All Tensors that have requires_grad which is False will be leaf Tensors by convention.
For Tensors that have requires_grad which is True , they will be leaf Tensors if they were created by the user. This means that they are not the result of an operation and so grad_fn is None.
Only leaf Tensors will have their grad populated during a call to backward(). To get grad populated for non-leaf Tensors, you can use retain_grad().
Hi I just started learning about autograd and I have some confusion about the PyTorch docs above, it says that if requires_grad is False then it is a leaf tensor and only leaf tensor will have their grad populated during the call to backward, but why a tensor’s grad is populated when it does not require gradient?
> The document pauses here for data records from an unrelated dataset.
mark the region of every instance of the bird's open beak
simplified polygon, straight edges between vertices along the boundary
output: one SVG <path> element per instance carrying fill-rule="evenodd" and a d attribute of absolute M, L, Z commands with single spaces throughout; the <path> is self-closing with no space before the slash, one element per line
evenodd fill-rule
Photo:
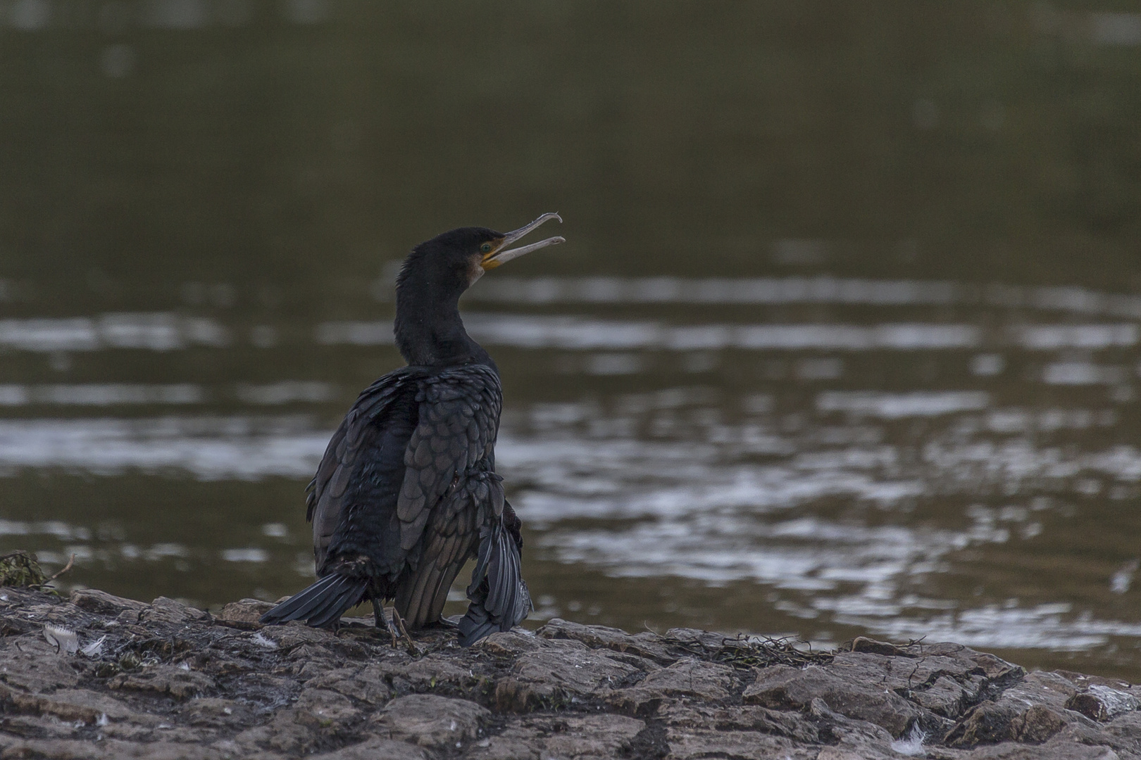
<path fill-rule="evenodd" d="M 500 264 L 511 261 L 512 259 L 518 259 L 525 253 L 531 253 L 532 251 L 539 251 L 540 248 L 545 248 L 549 245 L 566 243 L 566 238 L 549 237 L 545 240 L 540 240 L 539 243 L 524 245 L 518 248 L 507 247 L 512 243 L 515 243 L 516 240 L 518 240 L 519 238 L 521 238 L 524 235 L 531 232 L 533 229 L 535 229 L 543 222 L 549 221 L 551 219 L 558 219 L 560 223 L 563 222 L 561 216 L 559 216 L 553 212 L 549 212 L 543 214 L 535 221 L 531 222 L 529 224 L 524 224 L 519 229 L 508 232 L 500 239 L 499 244 L 496 244 L 496 246 L 492 250 L 492 252 L 483 258 L 483 261 L 479 262 L 479 265 L 483 267 L 485 270 L 495 269 Z"/>

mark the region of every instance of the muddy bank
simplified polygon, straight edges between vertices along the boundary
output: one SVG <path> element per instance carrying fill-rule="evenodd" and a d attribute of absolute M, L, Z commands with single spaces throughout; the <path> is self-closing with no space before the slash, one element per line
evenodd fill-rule
<path fill-rule="evenodd" d="M 0 588 L 0 758 L 1141 758 L 1141 687 L 956 644 L 552 620 L 394 648 L 371 620 L 261 627 L 267 606 Z"/>

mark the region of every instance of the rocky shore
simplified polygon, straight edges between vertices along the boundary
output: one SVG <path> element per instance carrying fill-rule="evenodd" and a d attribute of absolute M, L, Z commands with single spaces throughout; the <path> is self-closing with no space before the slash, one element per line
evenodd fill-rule
<path fill-rule="evenodd" d="M 957 644 L 552 620 L 463 649 L 0 588 L 0 758 L 1141 758 L 1141 687 Z"/>

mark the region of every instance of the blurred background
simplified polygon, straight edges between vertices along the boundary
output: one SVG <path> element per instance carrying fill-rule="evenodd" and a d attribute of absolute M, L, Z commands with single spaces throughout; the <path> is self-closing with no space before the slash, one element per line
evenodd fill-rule
<path fill-rule="evenodd" d="M 1126 0 L 0 0 L 0 551 L 300 589 L 399 260 L 558 211 L 462 304 L 528 624 L 1141 679 L 1139 76 Z"/>

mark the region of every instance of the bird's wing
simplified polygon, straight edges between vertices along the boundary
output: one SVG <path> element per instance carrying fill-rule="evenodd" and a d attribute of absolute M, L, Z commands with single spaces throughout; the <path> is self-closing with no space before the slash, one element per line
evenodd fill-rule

What is the purpose of the is_leaf attribute?
Hi,
Thanks for the great link to the blog, I have read it and gained lots of insights about how autograd works but the article only explains the definition of leaf node but does not explain why it is needed, perhaps the author think it should be intuitive . It also does not answer some questions I had, such as:
>>> b = torch.rand(10, requires_grad=True).cuda()
>>> b.is_leaf
False
# b was created by the operation that cast a cpu Tensor into a cuda Tensor
>>> f = torch.rand(10, requires_grad=True, device="cuda")
>>> f.is_leaf
True
# f requires grad, has no operation creating it
Does the above mean that if we call cuda() on a tensor then we have to use retain_grad=True so that the grad attribute will be populated?
We need graph leaves to be able to compute gradients of final tensor w.r.t. them. Leaf nodes are not functions or simply put, have not been obtained from mathematical operations. For instance, in a nn.Linear(in, out) module, weight and bias are leaf nodes so when you call .backward on a loss function that uses this linear layer, gradient of loss function will be calculated w.r.t. the weights and bias. In the other words, all parameters of layers are leaf nodes.
Because .cuda() is an operation, then yes, you have use retain_grad=True.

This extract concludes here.